1. Field of the Invention
This invention relates to processing systems and more particularly to processing systems performing multiple tasks while sharing the same physical resources.
2. Background Art
Two types of data processing systems are known in the art. One type has a single workstation with input/output devices that communicate with its own separate processor. The other type has a plurality of workstations that share and access the same processor.
A user of either of these systems is confronted with a problem of not being able to effectuate interrupt driven events at the user's command. For example, while a user is using the system for creating a report using an editor, the user may need to interrupt the word processing session and switch instantly to another program, such as to look up a phone number that resides in a program that is different from the one the user is using as an editor.
This problem has been addressed such that a system allows the output display to share its screen with a plurality of programs at the same time. To accomplish this, the screen is divided such that each program is shown on its own portion of the output display screen. This is commonly referred to as screen sharing.
However, this method of screen sharing is expensive since a large amount of CPU cycles are required. Screen sharing is expensive because all of the multiple windows contained on the one screen must be maintained. Also, there is an additional expense in clipping the output display of the application to subscreen boundaries.
Another problem with screen sharing is that a large amount of development time is needed to write the application program in a way that it will be executable in a screen sharing environment. Also, each application must be aware that it is working in this multiple activity environment.
Screen sharing also imposes additional requirements on an application. Usually the applications have to share resources such as the screen display. The applications must also agree to the amount of screen that each application will receive. Thus, the application must know that it is working with something less than the full portion of the screen.
Another problem arises with processing systems that utilize an UNIX* operating system. UNIX operating systems allow multiple activities, thus creating a multi-process system. This is referred to as a multi-thread environment. This allows a user to run several applications at one time. However, only one application can actually interact with the terminal. If more than one application tries to interact with the terminal at the same time, there is an undesired conglomeration of output from the applications. The user must then control the output from the other applications in the background. This is called blind background processing, which is difficult to monitor. FNT * UNIX is a trademark of AT&T Bell Laboratories.

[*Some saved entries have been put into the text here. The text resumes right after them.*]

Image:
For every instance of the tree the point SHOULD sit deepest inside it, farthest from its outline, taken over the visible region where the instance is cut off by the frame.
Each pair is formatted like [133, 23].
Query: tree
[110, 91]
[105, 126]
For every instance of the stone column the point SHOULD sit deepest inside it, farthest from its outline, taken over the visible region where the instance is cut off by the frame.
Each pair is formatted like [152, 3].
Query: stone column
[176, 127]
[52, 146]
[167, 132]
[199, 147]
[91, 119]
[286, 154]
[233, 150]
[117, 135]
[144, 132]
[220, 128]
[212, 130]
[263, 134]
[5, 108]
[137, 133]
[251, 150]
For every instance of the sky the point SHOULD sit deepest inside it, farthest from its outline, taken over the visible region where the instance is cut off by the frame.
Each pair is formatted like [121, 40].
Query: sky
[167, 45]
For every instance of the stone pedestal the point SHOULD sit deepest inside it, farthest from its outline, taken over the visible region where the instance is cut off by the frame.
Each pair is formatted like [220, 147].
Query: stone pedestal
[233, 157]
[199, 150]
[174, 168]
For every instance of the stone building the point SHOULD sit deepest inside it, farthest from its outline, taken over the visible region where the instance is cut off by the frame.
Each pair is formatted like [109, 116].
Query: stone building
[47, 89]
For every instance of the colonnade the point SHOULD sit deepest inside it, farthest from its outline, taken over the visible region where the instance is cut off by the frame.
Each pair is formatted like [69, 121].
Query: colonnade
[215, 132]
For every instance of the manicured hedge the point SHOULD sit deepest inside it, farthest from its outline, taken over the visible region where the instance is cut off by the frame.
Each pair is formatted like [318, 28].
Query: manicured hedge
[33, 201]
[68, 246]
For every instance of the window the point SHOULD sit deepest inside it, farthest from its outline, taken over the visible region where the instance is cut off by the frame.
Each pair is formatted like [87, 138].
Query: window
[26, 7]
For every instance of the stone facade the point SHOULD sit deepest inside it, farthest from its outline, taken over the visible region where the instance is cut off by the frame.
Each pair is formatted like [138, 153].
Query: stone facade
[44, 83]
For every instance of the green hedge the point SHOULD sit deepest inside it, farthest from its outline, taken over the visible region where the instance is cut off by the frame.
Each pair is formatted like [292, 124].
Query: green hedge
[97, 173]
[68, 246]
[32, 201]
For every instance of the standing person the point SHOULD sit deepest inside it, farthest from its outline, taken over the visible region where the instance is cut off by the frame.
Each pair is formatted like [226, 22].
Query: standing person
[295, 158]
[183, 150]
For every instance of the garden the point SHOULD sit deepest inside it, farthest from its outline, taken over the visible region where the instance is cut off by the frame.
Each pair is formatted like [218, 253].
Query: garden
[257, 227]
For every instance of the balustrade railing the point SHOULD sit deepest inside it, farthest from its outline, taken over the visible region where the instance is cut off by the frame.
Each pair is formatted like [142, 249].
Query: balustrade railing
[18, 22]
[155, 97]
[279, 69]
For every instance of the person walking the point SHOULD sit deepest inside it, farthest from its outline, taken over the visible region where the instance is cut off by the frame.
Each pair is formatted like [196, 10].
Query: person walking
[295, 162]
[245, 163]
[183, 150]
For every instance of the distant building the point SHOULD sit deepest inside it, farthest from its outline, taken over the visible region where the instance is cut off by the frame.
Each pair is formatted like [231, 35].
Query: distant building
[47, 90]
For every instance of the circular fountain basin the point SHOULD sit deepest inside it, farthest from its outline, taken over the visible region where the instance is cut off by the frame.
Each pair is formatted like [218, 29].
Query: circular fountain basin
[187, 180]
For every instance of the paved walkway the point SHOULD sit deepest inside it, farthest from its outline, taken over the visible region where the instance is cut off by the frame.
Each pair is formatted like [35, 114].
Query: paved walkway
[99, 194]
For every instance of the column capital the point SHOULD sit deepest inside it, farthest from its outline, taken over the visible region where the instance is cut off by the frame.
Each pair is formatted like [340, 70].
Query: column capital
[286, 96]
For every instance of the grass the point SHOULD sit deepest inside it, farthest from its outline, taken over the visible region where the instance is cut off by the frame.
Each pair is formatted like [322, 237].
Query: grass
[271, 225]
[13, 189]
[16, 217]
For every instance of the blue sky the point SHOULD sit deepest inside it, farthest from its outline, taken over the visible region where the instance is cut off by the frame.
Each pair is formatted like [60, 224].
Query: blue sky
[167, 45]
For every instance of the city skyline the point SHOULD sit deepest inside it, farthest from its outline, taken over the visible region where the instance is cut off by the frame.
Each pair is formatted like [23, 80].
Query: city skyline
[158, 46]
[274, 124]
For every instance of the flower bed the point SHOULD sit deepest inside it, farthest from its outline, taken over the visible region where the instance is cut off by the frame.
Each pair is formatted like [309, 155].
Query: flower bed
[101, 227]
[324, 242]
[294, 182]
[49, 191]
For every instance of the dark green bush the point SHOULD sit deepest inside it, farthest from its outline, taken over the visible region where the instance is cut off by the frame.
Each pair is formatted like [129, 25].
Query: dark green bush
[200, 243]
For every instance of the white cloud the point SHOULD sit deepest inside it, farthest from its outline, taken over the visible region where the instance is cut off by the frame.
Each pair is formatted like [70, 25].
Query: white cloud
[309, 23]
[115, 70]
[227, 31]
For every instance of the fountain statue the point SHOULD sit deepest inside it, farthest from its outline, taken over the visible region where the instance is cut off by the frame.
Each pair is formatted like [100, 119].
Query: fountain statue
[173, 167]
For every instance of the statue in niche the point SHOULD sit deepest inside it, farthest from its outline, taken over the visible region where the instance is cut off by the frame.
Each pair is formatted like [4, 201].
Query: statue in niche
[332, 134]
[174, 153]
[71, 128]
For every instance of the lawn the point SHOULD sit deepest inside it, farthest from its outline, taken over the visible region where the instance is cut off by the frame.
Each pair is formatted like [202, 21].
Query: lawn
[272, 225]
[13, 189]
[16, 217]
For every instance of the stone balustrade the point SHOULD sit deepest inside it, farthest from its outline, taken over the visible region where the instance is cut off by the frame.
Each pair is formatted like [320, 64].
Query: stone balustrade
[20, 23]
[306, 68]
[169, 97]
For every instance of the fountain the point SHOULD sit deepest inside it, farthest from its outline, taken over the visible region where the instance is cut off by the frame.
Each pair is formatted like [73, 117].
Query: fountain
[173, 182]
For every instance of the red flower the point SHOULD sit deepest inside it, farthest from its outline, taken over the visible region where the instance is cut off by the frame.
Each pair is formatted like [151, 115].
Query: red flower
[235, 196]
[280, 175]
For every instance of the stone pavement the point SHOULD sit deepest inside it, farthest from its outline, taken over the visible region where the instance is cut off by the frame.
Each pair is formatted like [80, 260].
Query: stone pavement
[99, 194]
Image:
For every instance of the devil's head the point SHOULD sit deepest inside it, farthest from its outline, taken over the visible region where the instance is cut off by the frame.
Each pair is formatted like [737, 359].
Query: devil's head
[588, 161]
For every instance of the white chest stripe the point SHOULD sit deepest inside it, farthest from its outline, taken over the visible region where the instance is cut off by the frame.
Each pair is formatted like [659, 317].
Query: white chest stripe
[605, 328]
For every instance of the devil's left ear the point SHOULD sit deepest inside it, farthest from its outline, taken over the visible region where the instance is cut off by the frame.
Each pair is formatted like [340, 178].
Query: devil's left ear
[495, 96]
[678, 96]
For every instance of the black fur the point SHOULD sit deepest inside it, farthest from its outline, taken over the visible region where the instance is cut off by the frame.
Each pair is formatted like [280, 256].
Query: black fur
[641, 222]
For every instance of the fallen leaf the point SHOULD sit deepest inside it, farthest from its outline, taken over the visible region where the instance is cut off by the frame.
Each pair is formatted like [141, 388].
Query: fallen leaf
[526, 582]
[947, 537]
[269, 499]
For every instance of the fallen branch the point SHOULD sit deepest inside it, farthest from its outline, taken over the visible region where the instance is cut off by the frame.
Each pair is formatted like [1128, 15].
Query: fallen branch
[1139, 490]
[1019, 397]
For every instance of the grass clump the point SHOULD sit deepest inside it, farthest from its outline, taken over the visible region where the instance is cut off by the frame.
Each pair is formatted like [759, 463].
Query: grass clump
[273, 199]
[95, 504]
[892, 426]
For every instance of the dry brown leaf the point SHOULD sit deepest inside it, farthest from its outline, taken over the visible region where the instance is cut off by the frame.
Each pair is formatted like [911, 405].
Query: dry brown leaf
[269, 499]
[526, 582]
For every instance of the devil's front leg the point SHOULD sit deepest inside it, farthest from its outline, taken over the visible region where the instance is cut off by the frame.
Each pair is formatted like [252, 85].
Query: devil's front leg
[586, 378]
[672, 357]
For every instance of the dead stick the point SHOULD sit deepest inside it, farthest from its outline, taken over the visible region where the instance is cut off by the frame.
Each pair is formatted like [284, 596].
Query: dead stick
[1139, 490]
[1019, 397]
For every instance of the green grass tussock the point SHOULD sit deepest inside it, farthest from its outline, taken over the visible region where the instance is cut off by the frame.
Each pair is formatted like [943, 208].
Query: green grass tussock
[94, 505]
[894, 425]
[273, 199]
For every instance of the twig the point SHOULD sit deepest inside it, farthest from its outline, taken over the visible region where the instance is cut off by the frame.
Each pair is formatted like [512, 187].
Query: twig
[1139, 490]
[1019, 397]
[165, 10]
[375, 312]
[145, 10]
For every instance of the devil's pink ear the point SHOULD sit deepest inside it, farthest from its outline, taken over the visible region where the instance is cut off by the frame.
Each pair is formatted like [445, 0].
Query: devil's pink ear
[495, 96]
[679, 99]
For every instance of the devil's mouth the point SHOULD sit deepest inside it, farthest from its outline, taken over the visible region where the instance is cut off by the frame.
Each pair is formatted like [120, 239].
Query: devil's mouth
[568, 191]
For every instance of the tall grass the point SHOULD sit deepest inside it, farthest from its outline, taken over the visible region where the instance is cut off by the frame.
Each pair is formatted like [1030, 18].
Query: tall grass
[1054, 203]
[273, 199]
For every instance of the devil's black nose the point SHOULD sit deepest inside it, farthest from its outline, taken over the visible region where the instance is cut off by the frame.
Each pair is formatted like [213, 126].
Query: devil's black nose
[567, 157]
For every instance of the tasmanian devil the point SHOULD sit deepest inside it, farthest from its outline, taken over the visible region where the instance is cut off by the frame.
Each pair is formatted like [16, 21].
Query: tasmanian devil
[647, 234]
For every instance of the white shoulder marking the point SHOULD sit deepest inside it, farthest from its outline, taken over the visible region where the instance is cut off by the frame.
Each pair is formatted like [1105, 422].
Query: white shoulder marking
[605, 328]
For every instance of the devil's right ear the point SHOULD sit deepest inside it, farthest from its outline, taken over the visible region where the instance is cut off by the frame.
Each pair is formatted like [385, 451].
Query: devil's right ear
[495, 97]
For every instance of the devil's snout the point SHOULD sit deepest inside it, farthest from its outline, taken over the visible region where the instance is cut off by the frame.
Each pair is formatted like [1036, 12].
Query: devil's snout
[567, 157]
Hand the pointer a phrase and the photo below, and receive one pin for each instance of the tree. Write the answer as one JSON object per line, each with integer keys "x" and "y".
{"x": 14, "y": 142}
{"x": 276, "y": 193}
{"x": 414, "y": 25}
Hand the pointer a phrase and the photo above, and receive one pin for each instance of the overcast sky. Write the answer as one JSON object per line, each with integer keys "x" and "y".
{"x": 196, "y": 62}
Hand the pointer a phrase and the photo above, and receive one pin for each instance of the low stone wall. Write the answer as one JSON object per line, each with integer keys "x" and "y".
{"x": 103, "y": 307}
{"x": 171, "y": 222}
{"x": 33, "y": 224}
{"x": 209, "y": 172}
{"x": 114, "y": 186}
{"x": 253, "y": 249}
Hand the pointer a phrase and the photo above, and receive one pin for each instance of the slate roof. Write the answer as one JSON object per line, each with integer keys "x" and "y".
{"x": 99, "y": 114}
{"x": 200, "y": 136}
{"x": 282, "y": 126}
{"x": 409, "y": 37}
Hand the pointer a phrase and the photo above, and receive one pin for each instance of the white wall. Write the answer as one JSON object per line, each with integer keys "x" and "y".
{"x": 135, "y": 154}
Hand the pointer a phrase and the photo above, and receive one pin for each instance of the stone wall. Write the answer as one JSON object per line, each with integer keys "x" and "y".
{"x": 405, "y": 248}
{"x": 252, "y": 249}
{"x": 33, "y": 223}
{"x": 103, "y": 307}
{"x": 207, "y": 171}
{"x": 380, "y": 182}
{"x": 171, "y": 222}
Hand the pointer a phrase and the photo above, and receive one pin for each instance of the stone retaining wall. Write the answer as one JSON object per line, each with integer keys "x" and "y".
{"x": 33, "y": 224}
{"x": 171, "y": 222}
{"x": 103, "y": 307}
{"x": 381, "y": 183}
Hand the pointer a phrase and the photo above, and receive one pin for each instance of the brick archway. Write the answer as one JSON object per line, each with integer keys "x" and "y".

One way to solve this multi-thread problem is to add physical devices to the workstation. However, it is not expedient for every task and/or virtual machine to have a unique physical terminal. The cost of multiple displays, keyboards, locators, and other interactive resources prohibits a profusion of such devices. A workstation is generally restricted to the number of devices it can support by the adaptor slot or the power limitations. The facilities such as office or desk space, electrical outlets, etc., also place constraints in the number of devices that a user can effectively use. There are additional inconveniencies in the physical movement of multiple devices. Also, refocusing of one's concentration is required when a multiplicity of interactive devices are used.